That is surely ambitious enough. But I detect in this book an even greater ambition. It is none other than to realise the potential of the university in the twenty-first century. Do we not detect here a university in which its component parts not just listen to each other and pay heed to each other but also bring the university into a new configuration with the wider world in all its manifestations? There is surely a sense here of the university coming out of itself to attend to all the many ecosystems in which it is implicated ?the economy certainly, but the ecosystems too of knowledge, social institutions, persons, learning, the natural environment and even culture. The Connected Curriculum opens, in short, to a new idea of the university, a university that is fully ecological, attending carefully to the many ecosystems in its midst.

This idea of the university ?lurking here in the Connected Curriculum ?is none other than a sense of the possibilities of and for the whole university. It is a bold idea of the university as such. Within it lies a sense of the university as having responsibilities towards its ecological hinterland, towards its students, knowledge (and the disciplines), learning, the economy and the wider society. In a century doubtless of much turmoil and challenge, the university is not in a position to save the world (whatever that might mean) but it is in a position to play a modest part in helping to strengthen the various ecosystems of the world. The idea of the Connected Curriculum holds out that hope.
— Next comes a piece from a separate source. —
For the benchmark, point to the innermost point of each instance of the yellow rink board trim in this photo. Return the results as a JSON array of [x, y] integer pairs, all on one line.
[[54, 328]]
This will not be an easy project to bring off. The kinds of change being opened here will be provocative in the best sense, stretching academics, students, and institutional leaders and universities themselves into challenging and even difficult places. But there are, in this book, numerous examples and vignettes that testify to the practical possibilities ahead. There are, too, and crucially important, the words of individuals involved that offer immediate testimony to the enthusiasm that this kind of project, when carefully orchestrated, can engender. And there are helpful questions that will aid examination both of self and of institutional practices. This is a living project and an energising project. I cannot think of a more important initiative for higher education and the future of the university.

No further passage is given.